Open Loop Lab uses human-AI collaboration as part of the research method, not as a hidden productivity layer. AI systems help generate possibilities, structure evidence, write and inspect code, stress-test arguments, and revise drafts. Human judgment governs what counts as evidence, what assumptions are acceptable, and what claims are warranted.

Research design and framing

Projects begin with a problem, not a favored method. The first task is to clarify what is actually being asked, what kind of evidence could answer it, and what existing literatures have already made the question more complicated.

This stage is deliberately iterative. Questions are reframed as the literature, data, and modeling constraints become clearer. The loop stays open because premature closure is one of the easiest ways to produce clean but weak research.

Evidence synthesis

Evidence synthesis is treated as infrastructure. Sources are collected, screened, coded, and organized into structured knowledge bases before analysis begins. The goal is not only to write a literature review, but to build a system that can be queried, updated, audited, and extended.

The Violence Project dashboard is the clearest current example: literature organized by ecological level and mechanism, built to support cumulative reasoning across levels of analysis.

Quantitative and computational modeling

The lab works in the GLM tradition, including mixed models, psychometrics, and structural equation modeling, and extends into computational modeling where the research question requires it.

Current modeling work includes path integral conflict models, Boltzmann-weighted basin probability estimation, counterfactual sensitivity analysis, and state vector construction from historical event data. R and Python are both used, with analysis pipelines built for reproducibility from the start.

Human-AI collaboration

AI systems participate in literature synthesis, code generation, methodological review, argument construction, and drafting. Their role is generative and analytic, but not authoritative.

A useful AI collaborator can widen the search space, reveal possible structures, accelerate implementation, and expose weaknesses in an argument. It can also introduce errors, false confidence, brittle abstractions, and fabricated evidence. The method depends on using the first set of capacities without hiding the second.
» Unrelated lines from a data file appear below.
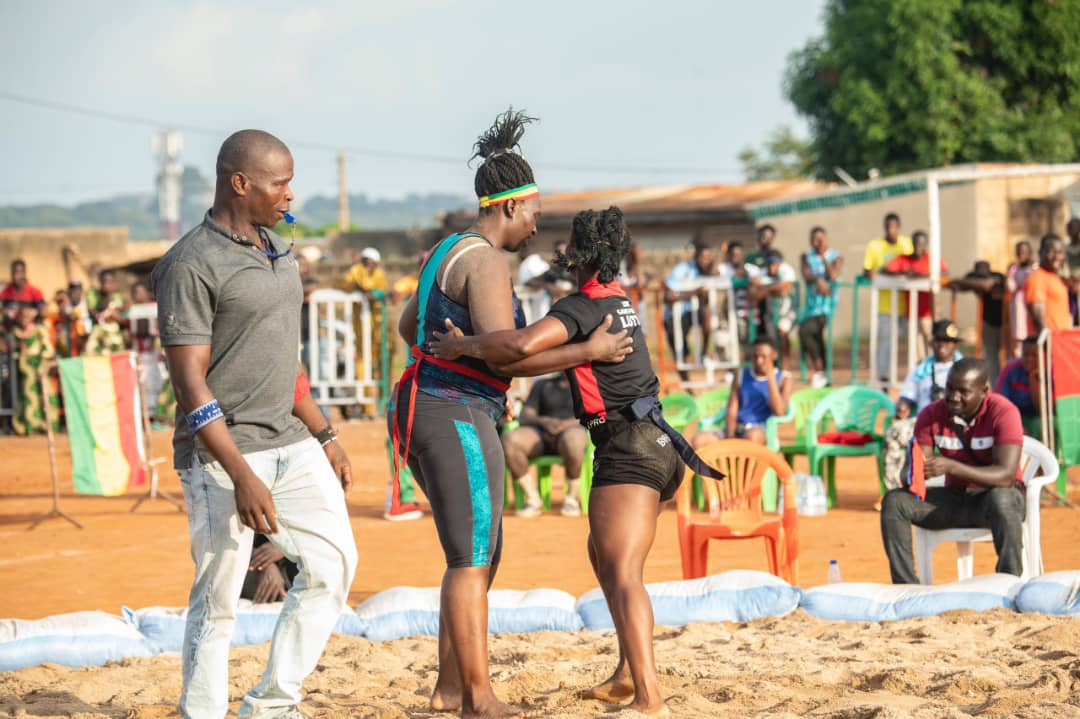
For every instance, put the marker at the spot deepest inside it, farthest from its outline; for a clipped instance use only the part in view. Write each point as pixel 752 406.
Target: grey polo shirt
pixel 213 290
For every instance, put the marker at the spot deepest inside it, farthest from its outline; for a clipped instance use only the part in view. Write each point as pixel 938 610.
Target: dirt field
pixel 142 559
pixel 961 664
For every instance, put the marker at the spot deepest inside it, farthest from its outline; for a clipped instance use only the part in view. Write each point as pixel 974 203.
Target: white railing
pixel 724 328
pixel 334 320
pixel 1045 389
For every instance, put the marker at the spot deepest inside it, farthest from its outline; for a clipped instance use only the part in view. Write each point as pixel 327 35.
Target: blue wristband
pixel 203 416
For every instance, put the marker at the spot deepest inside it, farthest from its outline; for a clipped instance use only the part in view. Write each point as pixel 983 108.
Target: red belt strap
pixel 410 374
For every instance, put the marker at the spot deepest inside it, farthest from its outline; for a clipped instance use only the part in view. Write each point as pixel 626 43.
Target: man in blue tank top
pixel 758 392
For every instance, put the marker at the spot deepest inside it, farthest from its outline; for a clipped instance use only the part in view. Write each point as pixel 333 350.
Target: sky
pixel 629 92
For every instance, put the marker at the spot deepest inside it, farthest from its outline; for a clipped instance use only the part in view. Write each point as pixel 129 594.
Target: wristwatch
pixel 325 436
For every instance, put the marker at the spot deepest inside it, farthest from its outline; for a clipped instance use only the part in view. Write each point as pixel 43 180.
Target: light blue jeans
pixel 313 531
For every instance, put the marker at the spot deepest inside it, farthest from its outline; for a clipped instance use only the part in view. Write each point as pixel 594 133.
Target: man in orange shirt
pixel 1044 292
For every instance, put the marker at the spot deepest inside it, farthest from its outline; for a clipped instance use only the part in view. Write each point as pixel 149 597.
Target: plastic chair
pixel 543 465
pixel 851 408
pixel 1039 469
pixel 734 509
pixel 799 407
pixel 711 408
pixel 679 410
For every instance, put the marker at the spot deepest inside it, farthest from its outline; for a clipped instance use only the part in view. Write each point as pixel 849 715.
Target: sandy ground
pixel 961 664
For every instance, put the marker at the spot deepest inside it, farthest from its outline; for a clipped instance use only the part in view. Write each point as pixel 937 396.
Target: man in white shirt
pixel 775 309
pixel 926 382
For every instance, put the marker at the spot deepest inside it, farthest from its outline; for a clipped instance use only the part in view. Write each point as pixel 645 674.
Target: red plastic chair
pixel 734 509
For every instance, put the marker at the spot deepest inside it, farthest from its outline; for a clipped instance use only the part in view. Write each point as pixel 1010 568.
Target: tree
pixel 905 84
pixel 783 155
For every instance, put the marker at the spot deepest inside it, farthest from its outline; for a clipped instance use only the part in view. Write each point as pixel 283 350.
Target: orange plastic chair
pixel 734 509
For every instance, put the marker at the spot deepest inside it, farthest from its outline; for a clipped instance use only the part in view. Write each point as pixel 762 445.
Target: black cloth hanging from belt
pixel 650 408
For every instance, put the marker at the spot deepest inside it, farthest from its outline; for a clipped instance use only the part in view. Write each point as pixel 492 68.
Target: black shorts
pixel 456 458
pixel 636 452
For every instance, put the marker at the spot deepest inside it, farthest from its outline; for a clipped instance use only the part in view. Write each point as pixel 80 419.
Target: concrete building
pixel 984 211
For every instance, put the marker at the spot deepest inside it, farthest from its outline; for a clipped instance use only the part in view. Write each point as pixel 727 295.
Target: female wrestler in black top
pixel 636 464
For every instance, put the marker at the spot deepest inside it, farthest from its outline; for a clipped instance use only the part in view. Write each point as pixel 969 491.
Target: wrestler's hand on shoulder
pixel 255 504
pixel 448 344
pixel 605 347
pixel 342 467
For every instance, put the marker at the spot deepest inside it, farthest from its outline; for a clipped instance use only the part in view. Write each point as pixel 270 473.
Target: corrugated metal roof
pixel 682 198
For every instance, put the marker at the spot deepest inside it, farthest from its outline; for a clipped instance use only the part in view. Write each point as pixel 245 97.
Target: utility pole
pixel 342 197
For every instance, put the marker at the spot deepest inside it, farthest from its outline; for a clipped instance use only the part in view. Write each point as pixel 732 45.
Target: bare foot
pixel 491 709
pixel 620 687
pixel 443 700
pixel 660 709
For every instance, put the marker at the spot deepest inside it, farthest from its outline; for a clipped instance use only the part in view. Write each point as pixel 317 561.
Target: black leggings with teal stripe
pixel 456 458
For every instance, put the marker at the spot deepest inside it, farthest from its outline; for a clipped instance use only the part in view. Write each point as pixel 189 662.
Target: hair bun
pixel 503 135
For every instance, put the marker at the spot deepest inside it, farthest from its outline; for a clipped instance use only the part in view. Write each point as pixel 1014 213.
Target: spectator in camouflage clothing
pixel 35 349
pixel 107 336
pixel 896 439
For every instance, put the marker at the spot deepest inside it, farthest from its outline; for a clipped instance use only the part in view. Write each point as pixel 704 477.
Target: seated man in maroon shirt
pixel 974 438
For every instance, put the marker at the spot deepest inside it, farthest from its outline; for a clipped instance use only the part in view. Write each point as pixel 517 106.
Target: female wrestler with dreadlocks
pixel 443 415
pixel 637 462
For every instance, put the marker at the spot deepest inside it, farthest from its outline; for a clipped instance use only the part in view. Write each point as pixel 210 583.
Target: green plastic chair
pixel 543 465
pixel 712 406
pixel 850 408
pixel 679 410
pixel 799 407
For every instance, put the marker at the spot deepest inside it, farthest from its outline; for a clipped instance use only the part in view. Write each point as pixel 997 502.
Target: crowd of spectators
pixel 73 322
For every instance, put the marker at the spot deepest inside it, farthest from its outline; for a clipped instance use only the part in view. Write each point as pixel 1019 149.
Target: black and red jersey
pixel 603 389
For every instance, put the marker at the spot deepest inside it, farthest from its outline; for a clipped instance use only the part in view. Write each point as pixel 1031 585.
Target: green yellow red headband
pixel 523 192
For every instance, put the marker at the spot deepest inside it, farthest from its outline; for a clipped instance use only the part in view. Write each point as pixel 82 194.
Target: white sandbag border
pixel 732 596
pixel 94 638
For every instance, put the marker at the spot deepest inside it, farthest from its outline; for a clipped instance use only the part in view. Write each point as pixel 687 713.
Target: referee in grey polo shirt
pixel 251 458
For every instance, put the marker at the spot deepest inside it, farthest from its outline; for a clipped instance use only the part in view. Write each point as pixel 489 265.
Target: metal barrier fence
pixel 346 333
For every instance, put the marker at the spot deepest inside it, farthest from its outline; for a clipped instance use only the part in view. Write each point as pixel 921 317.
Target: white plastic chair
pixel 1035 457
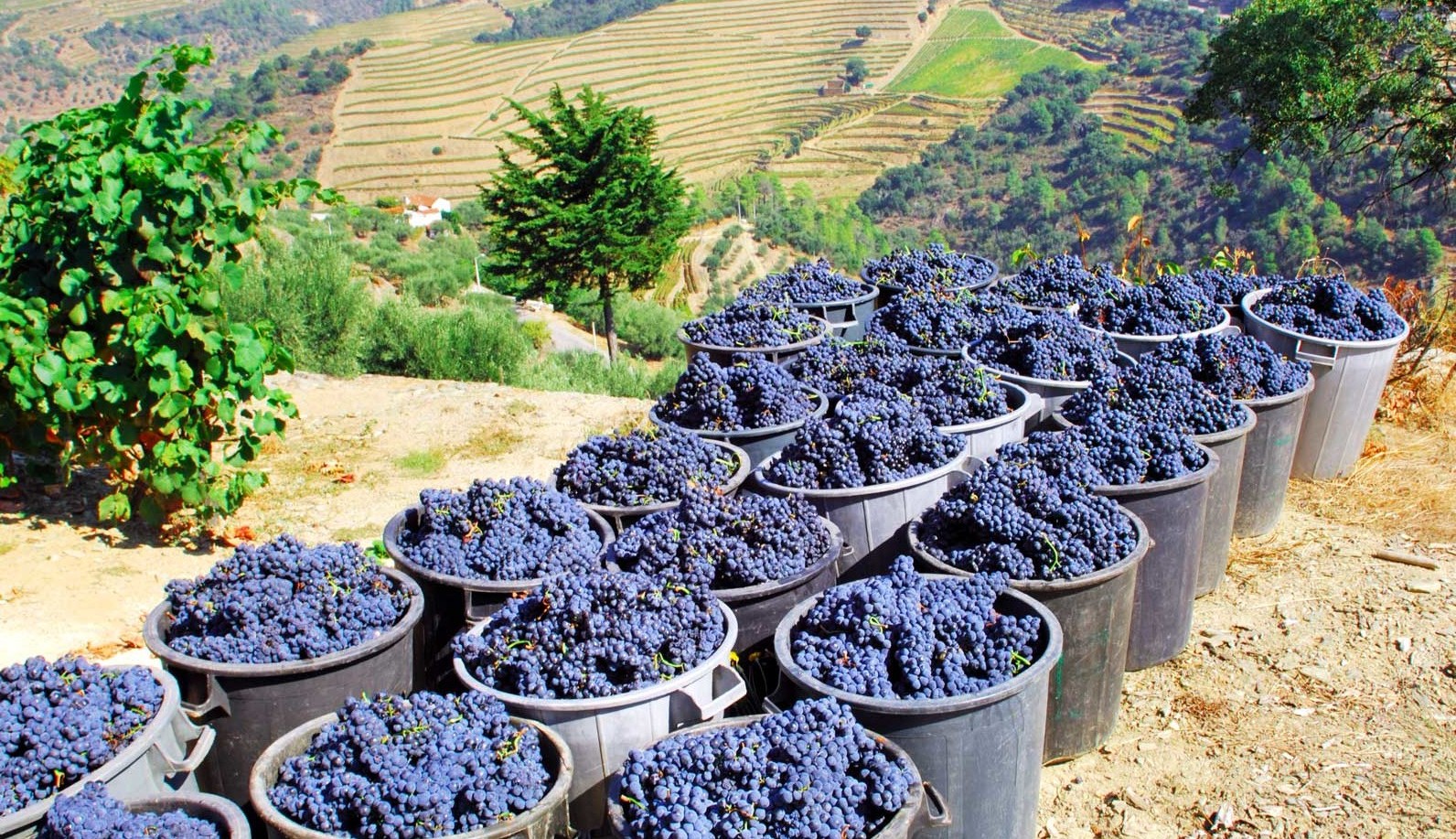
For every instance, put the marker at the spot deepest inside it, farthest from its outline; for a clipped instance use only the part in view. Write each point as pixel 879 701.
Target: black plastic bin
pixel 452 603
pixel 981 752
pixel 251 705
pixel 1269 457
pixel 1095 614
pixel 1166 578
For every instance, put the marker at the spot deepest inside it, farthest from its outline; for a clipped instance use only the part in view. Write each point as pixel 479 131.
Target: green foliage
pixel 118 353
pixel 588 209
pixel 317 310
pixel 475 342
pixel 592 373
pixel 1340 76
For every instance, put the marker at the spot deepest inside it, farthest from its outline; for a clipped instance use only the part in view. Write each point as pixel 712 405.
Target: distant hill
pixel 57 54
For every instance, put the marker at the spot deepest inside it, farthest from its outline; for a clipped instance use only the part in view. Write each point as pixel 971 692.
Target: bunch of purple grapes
pixel 93 814
pixel 944 319
pixel 517 529
pixel 875 436
pixel 804 283
pixel 413 767
pixel 836 366
pixel 60 721
pixel 808 772
pixel 1060 282
pixel 590 635
pixel 951 391
pixel 750 325
pixel 903 635
pixel 283 602
pixel 749 393
pixel 1160 393
pixel 1328 307
pixel 1227 287
pixel 642 467
pixel 932 268
pixel 718 543
pixel 1172 305
pixel 1049 346
pixel 1015 517
pixel 1234 366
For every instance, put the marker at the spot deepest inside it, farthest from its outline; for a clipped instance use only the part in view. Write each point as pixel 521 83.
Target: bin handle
pixel 935 813
pixel 199 750
pixel 216 699
pixel 1320 359
pixel 733 689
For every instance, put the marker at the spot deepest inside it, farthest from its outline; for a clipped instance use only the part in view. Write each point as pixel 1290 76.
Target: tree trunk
pixel 609 324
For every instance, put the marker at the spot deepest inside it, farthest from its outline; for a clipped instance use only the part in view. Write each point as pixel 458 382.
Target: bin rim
pixel 1249 300
pixel 1017 683
pixel 396 526
pixel 271 816
pixel 718 349
pixel 816 396
pixel 1035 587
pixel 157 622
pixel 592 704
pixel 1224 324
pixel 952 465
pixel 128 755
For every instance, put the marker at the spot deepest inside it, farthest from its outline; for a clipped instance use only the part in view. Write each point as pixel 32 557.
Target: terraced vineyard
pixel 1143 120
pixel 728 81
pixel 1070 24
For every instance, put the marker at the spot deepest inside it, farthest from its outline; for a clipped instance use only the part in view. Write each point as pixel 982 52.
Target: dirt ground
pixel 1318 695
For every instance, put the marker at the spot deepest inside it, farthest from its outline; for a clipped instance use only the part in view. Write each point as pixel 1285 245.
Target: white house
pixel 425 210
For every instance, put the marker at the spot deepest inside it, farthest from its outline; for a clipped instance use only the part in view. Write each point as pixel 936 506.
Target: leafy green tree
pixel 1340 76
pixel 115 350
pixel 590 207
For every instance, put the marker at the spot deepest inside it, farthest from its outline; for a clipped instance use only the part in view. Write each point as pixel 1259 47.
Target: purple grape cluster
pixel 951 391
pixel 932 268
pixel 60 721
pixel 517 529
pixel 1328 307
pixel 808 772
pixel 413 767
pixel 903 635
pixel 1015 517
pixel 1234 366
pixel 283 602
pixel 752 325
pixel 93 814
pixel 717 543
pixel 642 467
pixel 749 393
pixel 804 283
pixel 1160 393
pixel 1049 346
pixel 588 635
pixel 1227 287
pixel 836 366
pixel 875 436
pixel 1170 307
pixel 944 319
pixel 1060 282
pixel 1116 449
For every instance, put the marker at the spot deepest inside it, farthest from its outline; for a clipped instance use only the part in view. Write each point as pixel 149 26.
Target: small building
pixel 425 210
pixel 835 88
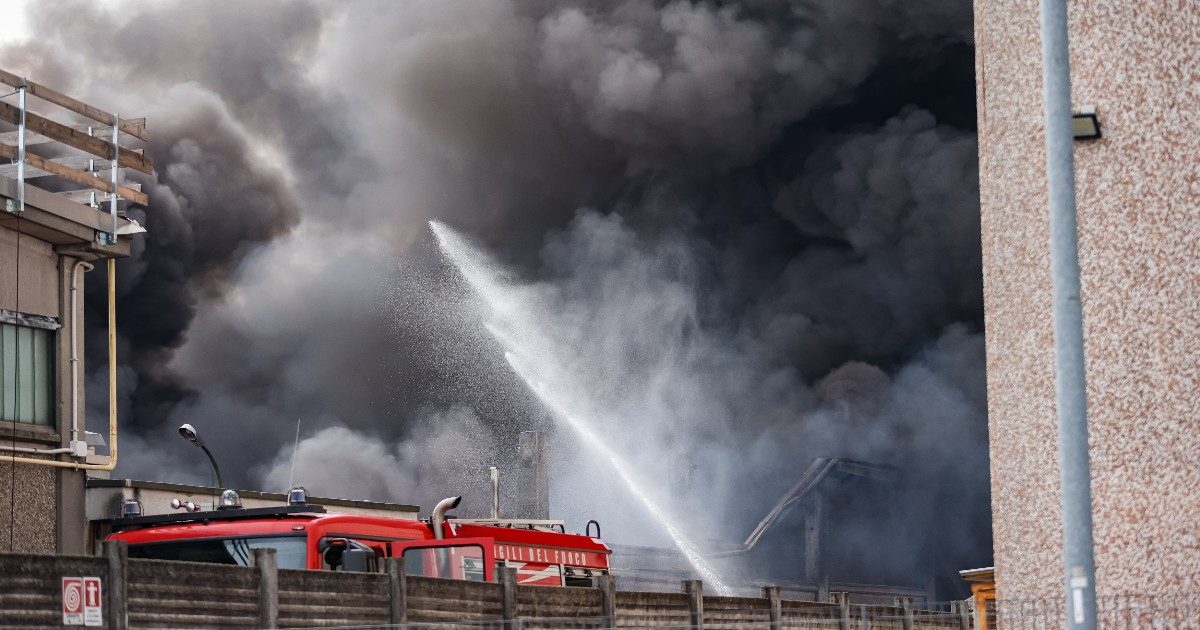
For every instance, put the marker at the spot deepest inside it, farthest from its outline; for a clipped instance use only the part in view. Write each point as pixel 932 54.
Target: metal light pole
pixel 190 433
pixel 1068 322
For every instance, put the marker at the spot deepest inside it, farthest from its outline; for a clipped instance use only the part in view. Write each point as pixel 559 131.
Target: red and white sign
pixel 82 601
pixel 93 610
pixel 534 574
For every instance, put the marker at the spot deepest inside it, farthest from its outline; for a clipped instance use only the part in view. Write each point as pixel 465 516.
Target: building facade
pixel 1138 189
pixel 48 243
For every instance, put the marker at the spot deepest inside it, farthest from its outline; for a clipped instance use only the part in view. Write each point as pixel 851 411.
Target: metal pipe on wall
pixel 112 393
pixel 1071 384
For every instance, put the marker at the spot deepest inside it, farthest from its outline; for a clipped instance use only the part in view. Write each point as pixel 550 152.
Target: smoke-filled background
pixel 753 223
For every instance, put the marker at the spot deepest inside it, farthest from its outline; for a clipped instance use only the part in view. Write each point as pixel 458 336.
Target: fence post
pixel 267 563
pixel 774 605
pixel 508 577
pixel 397 591
pixel 905 605
pixel 118 555
pixel 609 600
pixel 843 600
pixel 695 591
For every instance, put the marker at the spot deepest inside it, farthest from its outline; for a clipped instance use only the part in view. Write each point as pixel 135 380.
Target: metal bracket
pixel 21 149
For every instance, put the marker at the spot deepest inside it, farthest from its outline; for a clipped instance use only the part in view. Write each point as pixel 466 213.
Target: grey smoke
pixel 759 216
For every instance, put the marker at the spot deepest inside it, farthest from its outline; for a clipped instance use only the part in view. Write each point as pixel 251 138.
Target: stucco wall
pixel 39 275
pixel 1138 196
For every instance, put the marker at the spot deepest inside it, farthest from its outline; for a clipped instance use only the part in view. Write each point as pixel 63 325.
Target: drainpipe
pixel 495 474
pixel 75 353
pixel 112 393
pixel 1071 373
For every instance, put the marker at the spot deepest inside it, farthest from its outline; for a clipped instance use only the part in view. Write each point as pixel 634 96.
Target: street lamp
pixel 189 432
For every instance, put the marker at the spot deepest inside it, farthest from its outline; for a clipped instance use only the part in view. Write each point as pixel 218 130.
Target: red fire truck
pixel 306 537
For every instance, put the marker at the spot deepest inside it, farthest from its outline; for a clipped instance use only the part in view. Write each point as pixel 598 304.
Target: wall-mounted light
pixel 1085 125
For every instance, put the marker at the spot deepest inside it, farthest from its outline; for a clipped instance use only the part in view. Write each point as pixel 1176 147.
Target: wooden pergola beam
pixel 129 126
pixel 78 139
pixel 78 177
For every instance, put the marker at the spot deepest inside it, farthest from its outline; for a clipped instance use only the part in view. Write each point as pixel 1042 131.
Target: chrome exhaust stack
pixel 439 515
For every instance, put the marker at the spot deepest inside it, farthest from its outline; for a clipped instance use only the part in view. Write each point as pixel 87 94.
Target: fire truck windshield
pixel 292 551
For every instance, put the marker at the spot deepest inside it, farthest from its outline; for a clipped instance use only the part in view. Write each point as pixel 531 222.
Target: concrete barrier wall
pixel 142 593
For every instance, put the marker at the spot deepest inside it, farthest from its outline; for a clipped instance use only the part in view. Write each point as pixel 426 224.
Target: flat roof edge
pixel 136 484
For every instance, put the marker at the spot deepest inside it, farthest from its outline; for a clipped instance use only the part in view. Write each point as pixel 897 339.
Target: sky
pixel 737 235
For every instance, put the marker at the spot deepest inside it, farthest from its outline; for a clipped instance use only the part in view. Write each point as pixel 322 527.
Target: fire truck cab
pixel 306 537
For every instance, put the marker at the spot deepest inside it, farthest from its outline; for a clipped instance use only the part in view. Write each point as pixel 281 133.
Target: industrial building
pixel 48 244
pixel 1134 66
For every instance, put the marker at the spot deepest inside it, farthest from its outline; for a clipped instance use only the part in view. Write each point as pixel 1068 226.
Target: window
pixel 27 373
pixel 459 562
pixel 292 551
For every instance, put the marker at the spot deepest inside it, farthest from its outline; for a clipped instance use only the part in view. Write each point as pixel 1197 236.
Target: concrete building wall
pixel 1138 195
pixel 39 275
pixel 48 510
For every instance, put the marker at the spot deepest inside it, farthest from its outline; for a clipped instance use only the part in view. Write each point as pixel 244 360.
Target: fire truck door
pixel 461 558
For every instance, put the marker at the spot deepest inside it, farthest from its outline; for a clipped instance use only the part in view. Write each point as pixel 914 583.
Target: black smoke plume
pixel 785 192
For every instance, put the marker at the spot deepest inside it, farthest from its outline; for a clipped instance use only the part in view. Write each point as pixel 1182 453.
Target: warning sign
pixel 72 601
pixel 91 609
pixel 82 601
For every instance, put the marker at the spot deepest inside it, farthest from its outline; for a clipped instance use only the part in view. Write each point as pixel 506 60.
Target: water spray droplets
pixel 526 352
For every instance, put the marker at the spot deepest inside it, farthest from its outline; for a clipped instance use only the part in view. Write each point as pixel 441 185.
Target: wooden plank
pixel 132 126
pixel 78 177
pixel 10 137
pixel 78 139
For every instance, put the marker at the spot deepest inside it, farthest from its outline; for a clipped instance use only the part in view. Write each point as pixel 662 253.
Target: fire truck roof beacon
pixel 131 508
pixel 229 501
pixel 298 496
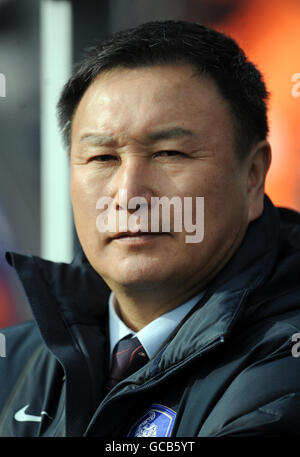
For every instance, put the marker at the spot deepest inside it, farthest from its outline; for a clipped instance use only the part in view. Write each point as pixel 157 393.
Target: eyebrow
pixel 164 134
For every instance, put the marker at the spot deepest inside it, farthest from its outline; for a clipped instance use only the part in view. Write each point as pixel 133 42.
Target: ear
pixel 259 161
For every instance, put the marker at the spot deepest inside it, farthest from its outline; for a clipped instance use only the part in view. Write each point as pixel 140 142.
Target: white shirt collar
pixel 155 333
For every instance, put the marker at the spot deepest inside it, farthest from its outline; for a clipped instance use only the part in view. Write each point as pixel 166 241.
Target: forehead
pixel 149 97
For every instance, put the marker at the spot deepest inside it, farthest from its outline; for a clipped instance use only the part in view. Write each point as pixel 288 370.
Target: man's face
pixel 157 131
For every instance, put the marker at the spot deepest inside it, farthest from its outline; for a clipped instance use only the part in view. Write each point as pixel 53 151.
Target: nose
pixel 133 179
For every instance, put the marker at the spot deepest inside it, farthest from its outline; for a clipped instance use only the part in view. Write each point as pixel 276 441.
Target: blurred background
pixel 40 41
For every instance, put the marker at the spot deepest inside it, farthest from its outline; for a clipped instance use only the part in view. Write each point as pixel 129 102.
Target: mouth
pixel 137 237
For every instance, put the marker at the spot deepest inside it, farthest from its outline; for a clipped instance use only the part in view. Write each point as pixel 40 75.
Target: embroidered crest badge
pixel 158 421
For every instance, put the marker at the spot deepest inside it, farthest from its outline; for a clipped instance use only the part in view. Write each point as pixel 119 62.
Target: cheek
pixel 84 194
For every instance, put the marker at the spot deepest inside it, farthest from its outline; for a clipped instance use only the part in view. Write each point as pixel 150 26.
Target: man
pixel 165 110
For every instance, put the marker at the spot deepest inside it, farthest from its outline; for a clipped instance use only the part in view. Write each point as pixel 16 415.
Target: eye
pixel 169 153
pixel 103 158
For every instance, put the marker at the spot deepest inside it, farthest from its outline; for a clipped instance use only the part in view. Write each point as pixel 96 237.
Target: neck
pixel 139 309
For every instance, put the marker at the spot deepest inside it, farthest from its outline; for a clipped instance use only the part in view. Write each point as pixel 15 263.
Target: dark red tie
pixel 128 356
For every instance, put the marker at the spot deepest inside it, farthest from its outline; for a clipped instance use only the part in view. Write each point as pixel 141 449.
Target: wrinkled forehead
pixel 146 100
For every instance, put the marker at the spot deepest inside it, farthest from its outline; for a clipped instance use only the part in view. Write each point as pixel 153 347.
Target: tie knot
pixel 128 356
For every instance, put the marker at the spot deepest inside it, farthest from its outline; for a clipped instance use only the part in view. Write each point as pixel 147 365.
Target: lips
pixel 136 234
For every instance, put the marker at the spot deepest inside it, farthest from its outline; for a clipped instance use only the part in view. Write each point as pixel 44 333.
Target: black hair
pixel 212 53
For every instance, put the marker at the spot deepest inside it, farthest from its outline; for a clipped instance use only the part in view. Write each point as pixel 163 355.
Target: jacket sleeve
pixel 262 400
pixel 21 341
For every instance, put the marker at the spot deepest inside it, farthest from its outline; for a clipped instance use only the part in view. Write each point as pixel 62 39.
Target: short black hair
pixel 212 53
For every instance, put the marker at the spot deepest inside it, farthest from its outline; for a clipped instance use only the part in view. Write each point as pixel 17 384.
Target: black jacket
pixel 228 370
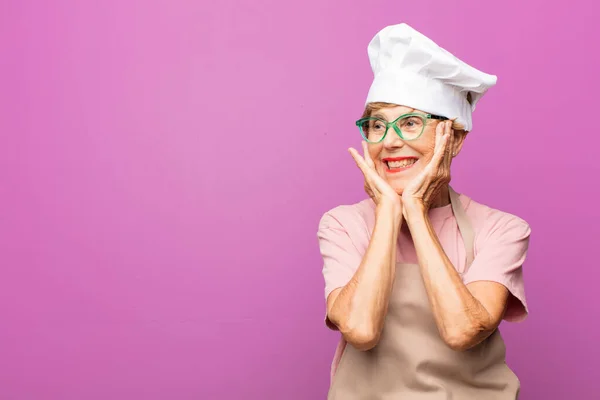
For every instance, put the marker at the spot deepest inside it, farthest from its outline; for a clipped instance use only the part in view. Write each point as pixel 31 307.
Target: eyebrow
pixel 379 115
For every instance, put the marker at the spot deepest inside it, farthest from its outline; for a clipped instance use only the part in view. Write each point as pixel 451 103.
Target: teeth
pixel 401 164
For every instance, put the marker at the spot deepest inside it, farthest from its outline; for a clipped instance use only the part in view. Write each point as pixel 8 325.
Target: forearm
pixel 461 319
pixel 360 307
Where AI contributes substantively to a project, that contribution should be disclosed rather than obscured.

Tools and infrastructure

The working stack is designed for reproducibility and public communication:

  • Quarto for research documents and site generation
  • GitHub and GitHub Pages for version control and deployment
  • R and Python for analysis
  • Interactive HTML dashboards for research communication
  • VS Code as the primary development environment

The goal is to keep analysis, documentation, and publication close together, so the path from evidence to claim remains inspectable.

Transparency as method

Open Loop Lab treats transparency as a methodological requirement. Coding decisions, model assumptions, state vector dimensions, basin definitions, parameter choices, and AI contributions should be visible enough to inspect and contest.

A model that shows its assumptions can be argued with. That is the point.